Saturday, July 19, 2014

Book Review: Tom Robbins: The Kindle Singles Interview

I just finished reading the Kindle Single Interview with Tom Robbins. It's a lot like catching up with an old friend. I started reading Robbin's books over thirty years ago when I picked up a copy of Even Cowgirls Get the Blues.

It was new. It was exciting. It was the seventies. And here was this guy with a crazy writing style all of his own. It was like rediscovering Hunter Thompson, but this time he was writing fiction.



The interview was conducted by Mara Altman, and she does a great job keeping up with Robbins. We learn a lot of things about Robbins, for example, his passion for mayonnaise; his fondness for champagne, for Paris, and especially for the bubbles in carbonated beverages as they crash against his tongue, lips, and gums.

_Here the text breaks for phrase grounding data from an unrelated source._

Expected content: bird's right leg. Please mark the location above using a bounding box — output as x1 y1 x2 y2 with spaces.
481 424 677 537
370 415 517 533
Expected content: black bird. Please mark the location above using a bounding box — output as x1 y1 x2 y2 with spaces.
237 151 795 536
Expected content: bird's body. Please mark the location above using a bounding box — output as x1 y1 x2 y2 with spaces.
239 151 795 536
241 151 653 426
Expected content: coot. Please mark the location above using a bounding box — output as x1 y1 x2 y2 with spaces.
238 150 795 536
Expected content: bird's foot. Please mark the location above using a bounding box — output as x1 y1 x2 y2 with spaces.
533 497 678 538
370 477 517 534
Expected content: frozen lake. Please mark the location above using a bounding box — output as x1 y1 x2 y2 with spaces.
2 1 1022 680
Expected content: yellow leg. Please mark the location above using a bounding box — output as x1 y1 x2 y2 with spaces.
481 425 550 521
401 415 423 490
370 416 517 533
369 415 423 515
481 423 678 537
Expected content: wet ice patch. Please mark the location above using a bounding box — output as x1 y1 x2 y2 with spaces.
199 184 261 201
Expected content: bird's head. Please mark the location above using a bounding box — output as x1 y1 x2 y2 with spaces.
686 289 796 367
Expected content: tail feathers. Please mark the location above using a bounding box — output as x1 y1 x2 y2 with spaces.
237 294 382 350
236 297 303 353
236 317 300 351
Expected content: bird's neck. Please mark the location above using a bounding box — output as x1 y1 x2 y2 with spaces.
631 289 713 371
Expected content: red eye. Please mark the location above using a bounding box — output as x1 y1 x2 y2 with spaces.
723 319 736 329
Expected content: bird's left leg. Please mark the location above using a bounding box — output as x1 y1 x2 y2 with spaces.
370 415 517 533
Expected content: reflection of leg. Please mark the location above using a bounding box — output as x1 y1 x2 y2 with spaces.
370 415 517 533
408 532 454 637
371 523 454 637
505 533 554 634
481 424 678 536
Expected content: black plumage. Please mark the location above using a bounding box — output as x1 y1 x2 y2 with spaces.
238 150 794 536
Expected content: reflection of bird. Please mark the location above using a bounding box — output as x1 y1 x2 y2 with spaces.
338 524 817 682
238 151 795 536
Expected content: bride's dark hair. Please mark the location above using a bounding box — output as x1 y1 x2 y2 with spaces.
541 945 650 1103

We also learn a lot about Tom Robbins, the Writer. He's old fashioned, choosing to write with pencil and paper, rather than those new-fangled word processors. And, the way he writes would drive all of the writing advice coaches nuts. A good day for Robbins is to churn out one page, or maybe even one paragraph.

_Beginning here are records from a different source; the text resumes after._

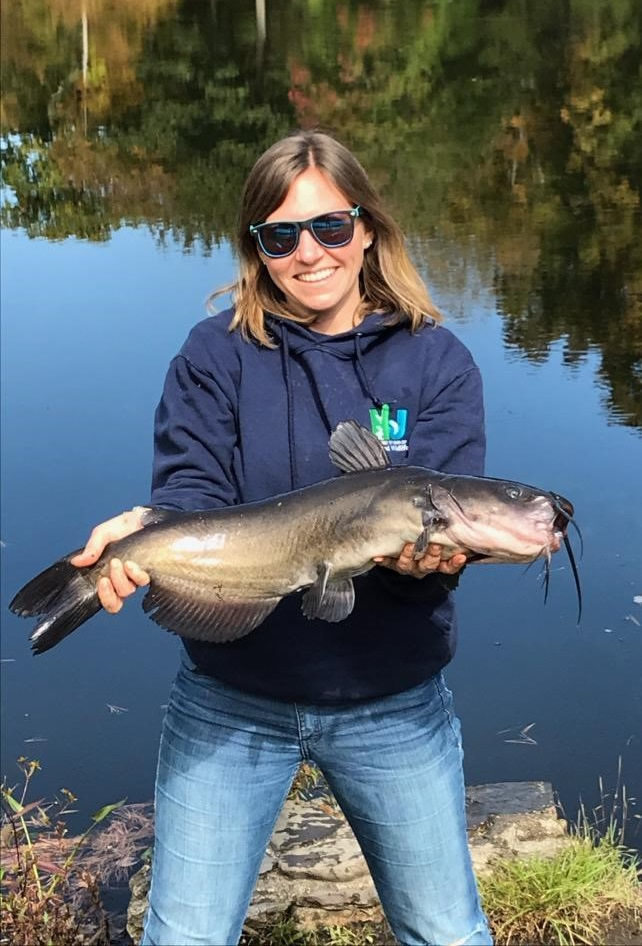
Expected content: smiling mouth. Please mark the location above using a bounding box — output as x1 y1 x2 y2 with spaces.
295 268 336 283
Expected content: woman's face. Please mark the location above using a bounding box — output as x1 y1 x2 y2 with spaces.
259 167 372 333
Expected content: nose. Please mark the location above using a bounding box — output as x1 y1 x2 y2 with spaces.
295 229 324 264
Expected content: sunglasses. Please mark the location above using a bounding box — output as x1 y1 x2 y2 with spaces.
249 206 362 258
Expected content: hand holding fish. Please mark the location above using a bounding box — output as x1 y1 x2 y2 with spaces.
373 543 467 577
70 507 150 613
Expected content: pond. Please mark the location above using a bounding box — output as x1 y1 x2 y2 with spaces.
1 0 641 855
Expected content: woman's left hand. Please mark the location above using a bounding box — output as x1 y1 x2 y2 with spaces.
373 543 467 579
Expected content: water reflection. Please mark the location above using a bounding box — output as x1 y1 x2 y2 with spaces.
1 0 641 428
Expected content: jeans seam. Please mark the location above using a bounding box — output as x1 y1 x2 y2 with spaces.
293 703 311 760
447 921 490 945
434 674 461 745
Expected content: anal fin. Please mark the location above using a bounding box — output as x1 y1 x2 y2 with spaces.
142 581 281 643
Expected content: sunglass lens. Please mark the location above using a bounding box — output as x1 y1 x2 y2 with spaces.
259 223 298 257
312 212 353 247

Listen to how he does it...

"I try never to leave a sentence until I think it's as good as I can make it. Then when I'm satisfied with that sentence, I go onto the next one."

On planning and outlining...

"Sometimes I start with a title, Even Cowgirls Get the Blues. I started with the title. I wrote the title and I turned the page over and I wrote the first sentence and I just went on from there."

On the business of writing...

"A novelist is in the same business that God is in. You're creating a world, universes, the people in them. I think that language is not the frosting it's the cake."

Of course, there's plenty more advice on writing, on LSD, on religion, and on living to be eighty-one.

I don't want to spoil it for anyone. Let's just say for 99 cents its a great MFA course for aspiring novelists, or just a way to catch up with an old friend.

The book is Tom Robbins: The Kindle Singles Interview by Mara Altman.